Bricks were embraced at the turn of the 20th century.
The city primarily used bricks from Georgia Vitrified Brick & Clay Company, made in Augusta. According to the Augusta Museum of History, the now-defunct company provided bricks for more than 730 Tampa streets.
Other manufacturers included Copeland-Inglis of Birmingham Ala. and the Baltimore Brick Company.
The city turned to asphalt beginning in the 1960s.
Ybor lost most of its brick streets in the 1970s. Some, such as Seventh Avenue, had the bricks removed. Others, like Fourth Avenue, had the bricks paved over.
Howard Avenue’s bricks were covered in 1981, according to Tampa Bay Times archives.
Bricks are exposed on that thoroughfare from time to time when the asphalt cracks, but they are always paved back over.
Spanishtown Creek is the only Hyde Park neighborhood still with streets completely paved with the original red clay blocks.
In June, the Ybor City Development Corp. began researching the cost of re-bricking the one-mile span of Seventh Avenue from Nuccio Parkway to 26th Street.
READ MORE: Tampa is interested in re-bricking Seventh Avenue.

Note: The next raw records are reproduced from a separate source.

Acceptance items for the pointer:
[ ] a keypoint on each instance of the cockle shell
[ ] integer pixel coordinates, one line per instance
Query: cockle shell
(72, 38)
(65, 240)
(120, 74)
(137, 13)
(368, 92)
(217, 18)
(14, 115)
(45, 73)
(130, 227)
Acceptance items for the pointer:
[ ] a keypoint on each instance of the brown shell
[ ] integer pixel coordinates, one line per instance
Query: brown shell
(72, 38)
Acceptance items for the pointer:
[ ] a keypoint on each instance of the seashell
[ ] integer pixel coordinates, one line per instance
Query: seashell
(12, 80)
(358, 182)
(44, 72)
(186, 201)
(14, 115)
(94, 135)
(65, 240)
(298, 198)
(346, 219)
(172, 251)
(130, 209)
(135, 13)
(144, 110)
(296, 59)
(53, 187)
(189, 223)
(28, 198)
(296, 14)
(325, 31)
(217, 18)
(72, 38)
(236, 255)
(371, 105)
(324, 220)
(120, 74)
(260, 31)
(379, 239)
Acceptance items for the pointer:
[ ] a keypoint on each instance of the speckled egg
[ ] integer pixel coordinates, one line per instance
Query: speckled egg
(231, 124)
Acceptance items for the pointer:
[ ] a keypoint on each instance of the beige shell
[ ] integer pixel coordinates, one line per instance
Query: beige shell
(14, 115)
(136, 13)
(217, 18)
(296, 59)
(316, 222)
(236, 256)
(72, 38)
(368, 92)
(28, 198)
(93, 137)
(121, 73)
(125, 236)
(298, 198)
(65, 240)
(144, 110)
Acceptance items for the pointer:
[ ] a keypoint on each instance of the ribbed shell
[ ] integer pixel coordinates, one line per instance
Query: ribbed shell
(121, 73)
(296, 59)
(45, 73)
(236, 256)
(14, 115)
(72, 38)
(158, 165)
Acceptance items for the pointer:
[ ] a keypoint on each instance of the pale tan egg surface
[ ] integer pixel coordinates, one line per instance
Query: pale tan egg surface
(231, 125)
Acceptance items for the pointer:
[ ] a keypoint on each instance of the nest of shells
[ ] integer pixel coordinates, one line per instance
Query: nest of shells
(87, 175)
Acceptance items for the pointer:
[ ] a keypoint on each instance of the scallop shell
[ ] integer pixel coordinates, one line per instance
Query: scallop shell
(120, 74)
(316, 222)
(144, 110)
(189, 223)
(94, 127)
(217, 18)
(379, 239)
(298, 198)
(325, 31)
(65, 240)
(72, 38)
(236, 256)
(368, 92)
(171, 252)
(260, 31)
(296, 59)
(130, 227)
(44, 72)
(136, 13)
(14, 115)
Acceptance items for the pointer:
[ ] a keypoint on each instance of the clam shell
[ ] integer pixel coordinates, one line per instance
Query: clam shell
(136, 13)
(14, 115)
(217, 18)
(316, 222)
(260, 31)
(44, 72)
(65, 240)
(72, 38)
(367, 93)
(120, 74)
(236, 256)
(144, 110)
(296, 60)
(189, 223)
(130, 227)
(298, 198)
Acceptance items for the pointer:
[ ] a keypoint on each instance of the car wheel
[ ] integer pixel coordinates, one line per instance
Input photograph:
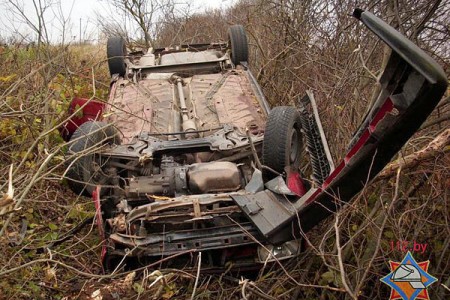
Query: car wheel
(238, 43)
(282, 144)
(116, 52)
(84, 172)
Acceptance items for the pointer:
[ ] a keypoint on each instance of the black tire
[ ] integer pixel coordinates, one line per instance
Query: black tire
(282, 144)
(238, 43)
(82, 175)
(116, 52)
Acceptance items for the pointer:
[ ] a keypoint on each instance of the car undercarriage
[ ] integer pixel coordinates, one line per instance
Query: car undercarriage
(187, 156)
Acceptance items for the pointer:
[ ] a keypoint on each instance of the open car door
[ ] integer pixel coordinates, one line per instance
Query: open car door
(411, 86)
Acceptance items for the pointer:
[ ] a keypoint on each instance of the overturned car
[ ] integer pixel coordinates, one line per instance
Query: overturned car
(187, 156)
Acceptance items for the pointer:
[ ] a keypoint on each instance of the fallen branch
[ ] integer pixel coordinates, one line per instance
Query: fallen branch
(436, 147)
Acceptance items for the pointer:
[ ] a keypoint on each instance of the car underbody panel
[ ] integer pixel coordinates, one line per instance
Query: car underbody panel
(193, 123)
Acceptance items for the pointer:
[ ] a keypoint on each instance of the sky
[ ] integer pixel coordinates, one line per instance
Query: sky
(79, 13)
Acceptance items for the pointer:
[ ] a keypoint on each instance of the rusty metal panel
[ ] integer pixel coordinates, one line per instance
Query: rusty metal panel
(265, 210)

But they can’t find the bricks
They learned early on that it would be difficult, because there are no original pavers under that road.
The city could purchase freshly manufactured bricks, but historic preservationists prefer authentic pavers.

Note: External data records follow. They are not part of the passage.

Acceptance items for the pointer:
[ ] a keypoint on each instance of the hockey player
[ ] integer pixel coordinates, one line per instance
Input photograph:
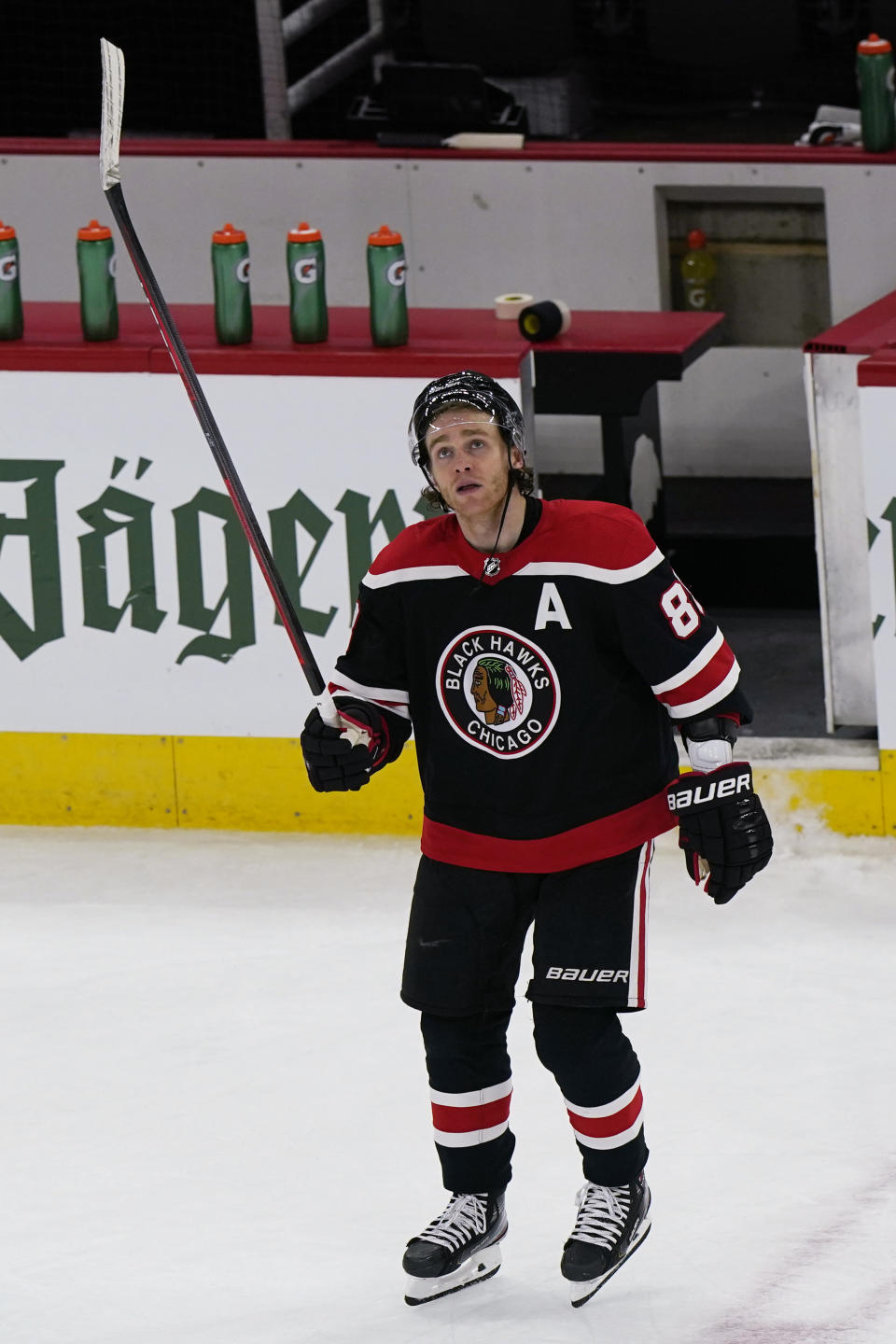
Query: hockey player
(543, 652)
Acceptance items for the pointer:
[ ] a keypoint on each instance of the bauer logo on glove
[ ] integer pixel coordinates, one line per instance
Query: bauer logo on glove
(721, 821)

The city has a stockpile of Augusta block, but it is reserved for maintaining Tampa’s existing brick streets. That inventory is sometimes replenished by bricks found under asphalt during repair work.
Summerville of the Historic Hyde Park Neighborhood Association wants to make sure her community does not contribute to that supply.
“We advocate for historic preservation,” she said. “Brick streets distinguish a historic district. It says to people you are now going into a historic part of Tampa.”